Já os setores ligados à economia doméstica devem continuar puxando o Ibovespa, principalmente com a atual perspectiva de queda de juros internamente. Ainda há dúvidas sobre a sustentabilidade dessa queda, diante do cenário de inflação. O governo espera que uma desaceleração externa ajude a reduzir a inflação, mas se as coisas melhorarem lá fora, pode ser preciso interromper o ciclo de queda de juros.
No médio prazo, o governo quer convergir a Selic para patamares mais condizentes com o que se pratica no mundo. Talvez os juros parem de cair, mas se o BC conseguir manter uma política monetária mais frouxa, os setores de consumo e construção civil serão beneficiados. Gostamos de Lojas Renner e também do Pão de Açúcar, que apesar dos problemas ocorridos neste ano, conseguirá capturar o crescimento brasileiro no médio e no longo prazo.
Num horizonte de prazo mais longo, as empresas de infraestrutura – como as de logística e as concessionárias de rodovias – devem se beneficiar dos investimentos dos próximos anos."


Álvaro Bandeira, diretor da Ativa Corretora
"O plano europeu esta apenas começando.
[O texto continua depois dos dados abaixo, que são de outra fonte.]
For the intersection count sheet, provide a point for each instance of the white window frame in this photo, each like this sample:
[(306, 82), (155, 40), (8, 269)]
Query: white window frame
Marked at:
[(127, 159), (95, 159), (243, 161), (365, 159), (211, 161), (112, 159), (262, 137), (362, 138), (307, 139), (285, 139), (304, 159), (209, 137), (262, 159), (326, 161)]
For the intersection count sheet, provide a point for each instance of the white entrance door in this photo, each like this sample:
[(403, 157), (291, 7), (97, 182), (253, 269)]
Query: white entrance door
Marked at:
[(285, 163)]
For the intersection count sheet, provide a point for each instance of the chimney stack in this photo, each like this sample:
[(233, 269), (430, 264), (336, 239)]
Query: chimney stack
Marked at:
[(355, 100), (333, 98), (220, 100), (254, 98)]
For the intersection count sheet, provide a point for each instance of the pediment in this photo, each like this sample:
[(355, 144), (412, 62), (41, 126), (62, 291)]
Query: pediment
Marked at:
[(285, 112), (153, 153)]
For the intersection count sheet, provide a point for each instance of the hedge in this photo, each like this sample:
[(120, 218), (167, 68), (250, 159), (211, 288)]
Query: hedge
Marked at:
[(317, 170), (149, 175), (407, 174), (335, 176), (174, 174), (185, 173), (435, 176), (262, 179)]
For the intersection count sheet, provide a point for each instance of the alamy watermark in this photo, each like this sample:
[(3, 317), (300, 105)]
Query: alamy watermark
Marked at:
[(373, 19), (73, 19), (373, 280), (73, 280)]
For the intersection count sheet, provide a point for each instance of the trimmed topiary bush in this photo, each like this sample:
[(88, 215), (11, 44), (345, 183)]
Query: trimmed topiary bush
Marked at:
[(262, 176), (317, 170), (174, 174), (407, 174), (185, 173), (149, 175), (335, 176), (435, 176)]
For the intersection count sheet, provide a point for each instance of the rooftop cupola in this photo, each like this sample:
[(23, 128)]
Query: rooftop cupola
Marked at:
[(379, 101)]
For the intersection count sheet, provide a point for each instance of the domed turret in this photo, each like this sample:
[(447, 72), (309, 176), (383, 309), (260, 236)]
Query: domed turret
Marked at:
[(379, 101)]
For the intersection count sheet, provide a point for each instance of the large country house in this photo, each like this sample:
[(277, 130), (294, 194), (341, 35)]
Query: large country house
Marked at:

Algumas decisões já eram esperadas há muito tempo, e vieram do lado correto. Os mercados estavam estressados e foram destravados, mas o que foi anunciado ainda não é a salvação. É preciso pôr o plano em prática, e ainda há algumas perguntas a serem respondidas. De onde virão os recursos do fundo de resgate? Como o setor privado vai se engajar no perdão da dívida? Como vai ser feita a recapitalização, principalmente dos bancos gregos? Por enquanto, o mercado só vai retornar mais próximo ao normal. Não dá para visualizar com clareza o que pode acontecer.
Se o plano der certo – e a gente está falando aqui de 2013, 2014 – as economias da Europa começarão a se recuperar mais fortemente. Para o mercado de risco, basta que a direção esteja correta, o que já vai garantir uma recuperação. O momento, contudo, é de atravessar uma fase de economia global mais fraca. Setores que ficaram muito deprimidos, como o de commodities, podem avançar a partir de agora, o que inclui mineração, siderurgia e petróleo. Também pode haver bons desempenhos nos setores de construção civil e varejo."